One of the main goals of the collaboration is to leverage NASA resources to expand analyses to under-studied regions of the globe or multiple spatial scale regarding “urban rainfall effects.” One major task of Mitra’s research will include delineating urban agglomerations in North America, South America, Africa, Asia, Europe and Australia and creating a global inventory of “urban rainfall effect” signatures on the major continents.

“I am very excited to be a part of this team and cannot wait to begin work on this NASA-funded project,” said Mitra, a physical geographer and climatologist focused on researching the impacts of urban growth on local climate, especially in the area of heat and precipitation variability. “It is critical to understand the processes by which urbanization effects precipitation and to move toward predictability of urban rain and snow events to minimize vulnerability to flooding and other associated hazards. The proposal team’s expertise in meteorology and climatology, geography, remote sensing, machine learning, land use planning and entrepreneurship makes it well-suited for tackling the most pressing remaining knowledge gaps in urban hydrometeorology using innovative methods and tools.

“This interdisciplinary team and the industry partnerships assembled here will ensure that the knowledge and datasets gained from the proposed work can be readily transitioned for use and will positively contribute to NASA’s core Earth Science Division goals.”

The grant will allow Mitra to fund a doctoral student for three years to help her study how cities across various continents initiate or modify precipitating cloud systems via urban rainfall effect. They also will use computational techniques to examine how the cloud systems are influenced by urban heat island intensity, reduced evapotranspiration and the various urban morphologies.

“It is still unclear what role urban aerosols play on precipitation formation and intensification,” she said. “Aerosols have both a negative and positive impact on urban rainfall. They have been shown to enhance rainfall by serving as cloud condensation nuclei, yet studies also have shown that aerosol loading may broaden the spectrum of small cloud droplets, which reduces precipitation efficiency, especially in warm clouds. This research will be a novel research study of direct and semi-direct aerosol effects on the physical processes of urban rainfall.”

Mitra will use remote sensing and geographic information system techniques to measure the urban heat island intensity, evapotranspiration and precipitation variability. In addition, she will co-conduct a four-dimensional analysis of rainfall, NASA Cloud Products and NASA Land Products to identify geographical tendencies in hydroclimate variability that may be driven or modulated by a combination of urban land cover, the urban heat island and aerosols.
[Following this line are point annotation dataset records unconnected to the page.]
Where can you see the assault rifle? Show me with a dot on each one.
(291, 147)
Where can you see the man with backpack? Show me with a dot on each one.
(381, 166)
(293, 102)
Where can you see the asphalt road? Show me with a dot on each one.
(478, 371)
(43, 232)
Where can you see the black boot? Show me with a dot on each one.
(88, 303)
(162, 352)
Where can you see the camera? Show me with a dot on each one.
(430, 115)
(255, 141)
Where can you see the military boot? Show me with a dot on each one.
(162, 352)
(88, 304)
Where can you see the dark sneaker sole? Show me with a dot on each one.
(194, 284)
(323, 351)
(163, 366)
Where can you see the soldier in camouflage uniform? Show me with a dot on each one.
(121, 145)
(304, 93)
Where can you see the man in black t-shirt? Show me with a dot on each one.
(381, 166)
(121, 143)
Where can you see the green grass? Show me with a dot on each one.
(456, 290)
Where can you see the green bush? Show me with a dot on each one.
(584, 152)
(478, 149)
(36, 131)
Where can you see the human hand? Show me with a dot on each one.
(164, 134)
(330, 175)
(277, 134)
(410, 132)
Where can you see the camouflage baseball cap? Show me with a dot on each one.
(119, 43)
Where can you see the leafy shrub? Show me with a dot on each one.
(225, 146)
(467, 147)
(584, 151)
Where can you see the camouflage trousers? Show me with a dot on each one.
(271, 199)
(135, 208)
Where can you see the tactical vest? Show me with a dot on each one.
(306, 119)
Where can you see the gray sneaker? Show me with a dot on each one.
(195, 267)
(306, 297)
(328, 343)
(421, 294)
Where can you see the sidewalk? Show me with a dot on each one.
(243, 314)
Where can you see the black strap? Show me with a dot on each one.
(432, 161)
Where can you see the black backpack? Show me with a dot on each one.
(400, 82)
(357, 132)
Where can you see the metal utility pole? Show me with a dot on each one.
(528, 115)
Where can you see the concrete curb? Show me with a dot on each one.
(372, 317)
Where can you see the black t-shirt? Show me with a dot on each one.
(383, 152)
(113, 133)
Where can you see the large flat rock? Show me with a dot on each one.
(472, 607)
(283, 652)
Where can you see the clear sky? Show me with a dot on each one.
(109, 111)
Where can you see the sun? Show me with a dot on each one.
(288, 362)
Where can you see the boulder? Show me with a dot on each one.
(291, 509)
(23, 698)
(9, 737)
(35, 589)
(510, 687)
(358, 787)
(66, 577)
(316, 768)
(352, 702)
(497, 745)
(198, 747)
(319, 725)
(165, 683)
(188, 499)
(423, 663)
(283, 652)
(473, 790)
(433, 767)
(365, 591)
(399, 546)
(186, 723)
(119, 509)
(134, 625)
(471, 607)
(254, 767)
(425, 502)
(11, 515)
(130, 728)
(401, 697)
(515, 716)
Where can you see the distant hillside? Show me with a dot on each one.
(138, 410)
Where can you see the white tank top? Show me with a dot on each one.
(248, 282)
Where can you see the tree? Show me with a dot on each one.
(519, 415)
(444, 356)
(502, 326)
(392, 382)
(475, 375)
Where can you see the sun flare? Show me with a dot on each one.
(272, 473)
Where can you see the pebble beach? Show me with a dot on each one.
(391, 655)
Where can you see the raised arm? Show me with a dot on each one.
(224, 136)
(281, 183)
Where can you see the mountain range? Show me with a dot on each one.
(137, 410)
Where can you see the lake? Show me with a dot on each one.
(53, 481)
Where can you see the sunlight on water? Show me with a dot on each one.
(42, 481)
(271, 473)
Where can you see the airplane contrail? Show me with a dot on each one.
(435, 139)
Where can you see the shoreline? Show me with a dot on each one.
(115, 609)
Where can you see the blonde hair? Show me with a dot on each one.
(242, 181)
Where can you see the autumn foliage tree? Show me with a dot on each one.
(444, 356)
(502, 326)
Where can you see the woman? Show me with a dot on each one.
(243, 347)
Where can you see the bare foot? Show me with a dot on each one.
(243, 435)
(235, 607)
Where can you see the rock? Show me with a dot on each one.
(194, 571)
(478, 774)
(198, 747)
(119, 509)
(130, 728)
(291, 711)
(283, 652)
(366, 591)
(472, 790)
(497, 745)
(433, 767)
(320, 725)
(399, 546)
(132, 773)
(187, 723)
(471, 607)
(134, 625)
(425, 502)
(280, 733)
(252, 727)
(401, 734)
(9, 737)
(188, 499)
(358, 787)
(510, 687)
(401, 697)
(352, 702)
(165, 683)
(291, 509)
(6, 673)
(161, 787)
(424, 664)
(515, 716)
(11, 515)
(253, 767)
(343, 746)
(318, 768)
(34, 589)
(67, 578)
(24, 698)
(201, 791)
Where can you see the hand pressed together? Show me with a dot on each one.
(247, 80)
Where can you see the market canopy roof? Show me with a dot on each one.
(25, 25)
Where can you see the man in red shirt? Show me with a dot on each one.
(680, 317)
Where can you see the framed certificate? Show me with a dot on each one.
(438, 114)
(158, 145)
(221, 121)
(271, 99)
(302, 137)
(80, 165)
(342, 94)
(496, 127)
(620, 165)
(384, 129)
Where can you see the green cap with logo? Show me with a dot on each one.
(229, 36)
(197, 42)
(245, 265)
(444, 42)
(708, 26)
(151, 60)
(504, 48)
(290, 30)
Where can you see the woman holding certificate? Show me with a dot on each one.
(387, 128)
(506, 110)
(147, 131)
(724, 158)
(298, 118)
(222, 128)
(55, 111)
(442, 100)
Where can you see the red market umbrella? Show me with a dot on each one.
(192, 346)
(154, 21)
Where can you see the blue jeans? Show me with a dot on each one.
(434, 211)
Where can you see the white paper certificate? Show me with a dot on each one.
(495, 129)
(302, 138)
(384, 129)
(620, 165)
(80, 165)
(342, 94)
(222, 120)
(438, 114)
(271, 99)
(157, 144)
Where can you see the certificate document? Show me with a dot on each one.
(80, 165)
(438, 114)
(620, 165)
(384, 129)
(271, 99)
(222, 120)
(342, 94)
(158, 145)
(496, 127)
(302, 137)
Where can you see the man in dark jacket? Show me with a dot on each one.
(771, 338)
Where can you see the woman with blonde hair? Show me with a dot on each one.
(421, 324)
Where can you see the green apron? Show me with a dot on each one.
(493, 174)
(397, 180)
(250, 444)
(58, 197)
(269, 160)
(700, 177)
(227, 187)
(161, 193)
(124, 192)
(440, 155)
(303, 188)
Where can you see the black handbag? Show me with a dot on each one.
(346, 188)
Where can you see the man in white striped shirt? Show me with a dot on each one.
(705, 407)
Mitra’s Auburn team will be tasked with delivering three specific goals for the multiyear project—producing a global inventory of “urban rainfall effect” signatures on the major continents in the first year, a climatology of “non-urban” noise that might modulate or describe such signatures in year two and a GIS-based database of what urbanized geographic regions are more likely to exhibit an urban signature in spatiotemporal precipitation variability in the third year.